Hm. I'm not a big fan of option 3, because it requires manually doing all the enum->value stuff manually. It still feels like if you're using an enum, the enum itself should contain the mapping table. It's basically using the enum as a mapping table object. Which I think is closer to option 2.

Going back to the original question, though:

I would like to deserialize a string value into a string-backed Enum instance while also using the same string as part of a type map.

This is subtly different. It's not just using an enum as the map, it's also using a real property of the object as the type map key, whereas normally that value is stripped. So there's actually two different issues tied up here.

One would be the ability to do this:

#[StaticTypeMap('type', [
    'paper' => PaperBook::class,
    'digital' => DigitalBook::class,
]);
interface Book {}

class PaperBook implements Book
{
    protected string $type = 'paper';
    protected string $title;
    protected int $pages;
}

class DigitalBook implements Book
{
    protected string $type = 'digital';
    protected string $title;
    protected int $bytes;
}

And the other would be the ability to do this:

enum BookType: string
{
    case Paper;
    case Digital;
    // And some more stuff to specify class names.
}

#[StaticTypeMap('type', BookType::class);
interface Book {}

class PaperBook implements Book
{
    protected string $title;
    protected int $pages;
}

class DigitalBook implements Book
{
    protected string $title;
    protected int $bytes;
}

And then to combine them:

enum BookType: string
{
    case Paper;
    case Digital;
    // And some more stuff to specify class names.
}

#[StaticTypeMap('type', BookType::class);
interface Book {}

class PaperBook implements Book
{
    protected BookType $type = BookType::Paper;
    protected string $title;
    protected int $pages;
}

class DigitalBook implements Book
{
    protected BookType $type = BookType::Digital;
    protected string $title;
    protected int $bytes;
}

So I think we need to address those separately.

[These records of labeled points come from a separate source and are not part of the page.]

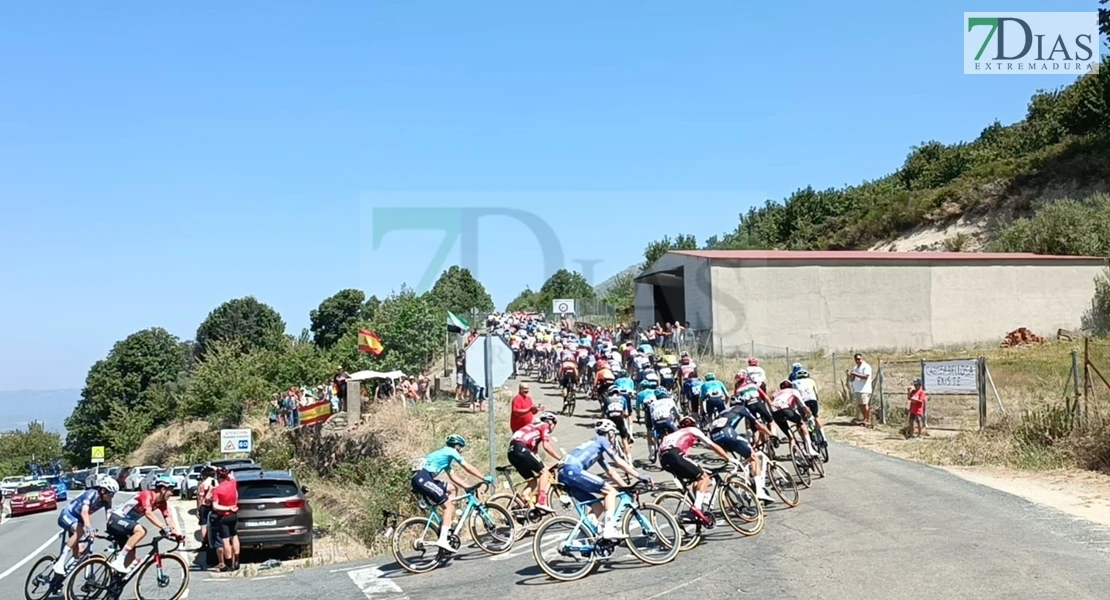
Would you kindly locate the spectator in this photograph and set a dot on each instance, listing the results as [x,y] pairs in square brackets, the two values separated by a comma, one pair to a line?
[860,377]
[524,409]
[917,398]
[225,507]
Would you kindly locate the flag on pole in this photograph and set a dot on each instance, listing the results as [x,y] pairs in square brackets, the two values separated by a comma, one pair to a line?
[370,343]
[456,324]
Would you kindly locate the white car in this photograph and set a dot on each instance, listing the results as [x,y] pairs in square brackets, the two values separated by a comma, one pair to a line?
[137,475]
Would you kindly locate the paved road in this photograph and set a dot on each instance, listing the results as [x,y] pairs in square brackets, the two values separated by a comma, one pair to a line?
[877,527]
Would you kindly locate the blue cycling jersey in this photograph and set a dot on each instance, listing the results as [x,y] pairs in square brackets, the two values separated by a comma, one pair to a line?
[89,498]
[595,450]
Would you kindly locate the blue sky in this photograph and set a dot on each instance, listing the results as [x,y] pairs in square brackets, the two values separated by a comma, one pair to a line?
[158,159]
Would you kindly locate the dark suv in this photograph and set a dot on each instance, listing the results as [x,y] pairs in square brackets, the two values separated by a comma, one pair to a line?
[273,511]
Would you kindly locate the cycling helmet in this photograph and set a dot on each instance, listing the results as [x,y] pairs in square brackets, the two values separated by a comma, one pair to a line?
[605,427]
[108,485]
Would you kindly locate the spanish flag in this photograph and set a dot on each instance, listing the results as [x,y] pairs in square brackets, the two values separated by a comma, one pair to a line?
[370,343]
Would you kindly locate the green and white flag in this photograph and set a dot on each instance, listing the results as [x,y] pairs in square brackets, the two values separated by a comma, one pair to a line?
[456,323]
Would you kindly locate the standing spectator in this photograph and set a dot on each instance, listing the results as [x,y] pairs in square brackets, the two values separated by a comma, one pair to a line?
[524,409]
[917,398]
[860,377]
[225,507]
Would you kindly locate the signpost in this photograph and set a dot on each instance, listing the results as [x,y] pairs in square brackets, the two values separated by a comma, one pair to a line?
[235,440]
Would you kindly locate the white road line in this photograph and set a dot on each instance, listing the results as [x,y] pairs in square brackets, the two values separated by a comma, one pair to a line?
[34,553]
[370,583]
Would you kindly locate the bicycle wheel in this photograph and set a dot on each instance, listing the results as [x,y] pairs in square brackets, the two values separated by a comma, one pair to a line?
[91,580]
[743,511]
[173,575]
[678,505]
[654,535]
[416,534]
[784,485]
[491,527]
[40,581]
[564,549]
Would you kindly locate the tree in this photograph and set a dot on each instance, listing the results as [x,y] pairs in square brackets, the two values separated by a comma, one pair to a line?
[133,380]
[456,291]
[657,248]
[335,316]
[243,321]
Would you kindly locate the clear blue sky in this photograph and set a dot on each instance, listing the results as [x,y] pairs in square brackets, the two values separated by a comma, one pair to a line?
[159,159]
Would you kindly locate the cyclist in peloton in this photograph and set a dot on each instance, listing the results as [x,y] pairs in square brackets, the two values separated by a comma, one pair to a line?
[583,486]
[723,431]
[76,519]
[673,459]
[435,491]
[523,455]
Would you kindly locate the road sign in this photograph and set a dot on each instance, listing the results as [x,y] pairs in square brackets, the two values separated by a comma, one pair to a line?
[563,306]
[235,440]
[502,360]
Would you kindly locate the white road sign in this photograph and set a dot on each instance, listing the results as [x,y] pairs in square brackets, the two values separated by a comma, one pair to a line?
[235,440]
[502,360]
[563,306]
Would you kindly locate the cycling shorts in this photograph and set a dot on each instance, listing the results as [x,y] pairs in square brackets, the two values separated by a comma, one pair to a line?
[524,460]
[429,487]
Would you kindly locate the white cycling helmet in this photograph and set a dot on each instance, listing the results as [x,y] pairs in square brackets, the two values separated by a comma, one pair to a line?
[108,485]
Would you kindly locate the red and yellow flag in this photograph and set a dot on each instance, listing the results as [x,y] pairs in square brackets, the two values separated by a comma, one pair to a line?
[370,343]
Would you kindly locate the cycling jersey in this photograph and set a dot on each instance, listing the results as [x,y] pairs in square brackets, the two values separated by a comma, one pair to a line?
[785,398]
[142,504]
[683,439]
[595,450]
[531,436]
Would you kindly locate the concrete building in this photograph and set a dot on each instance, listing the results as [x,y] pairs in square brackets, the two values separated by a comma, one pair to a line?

In particular, the first one is risky because what happens if you do $b = new PaperBook(); $b->type = 'digital'; $serde->serialize($b, 'json')? The data is invalid at that point, so it's unclear what the correct behavior is. I'm almost inclined to say we shouldn't support that to avoid that bug.

So that leaves just the enum-as-map logic. Since enums are classes, that's sort of equivalent to specifying a class that has a buit-in mapping table. But... outside of enums that's honestly a pretty silly thing to do, so I don't know that a generalized version makes sense.

So... I fall back to using the enum cases themselves as the lookup table and a dedicated mapper type for that, which I don't especially like, but I don't see an alternative.

Tricky.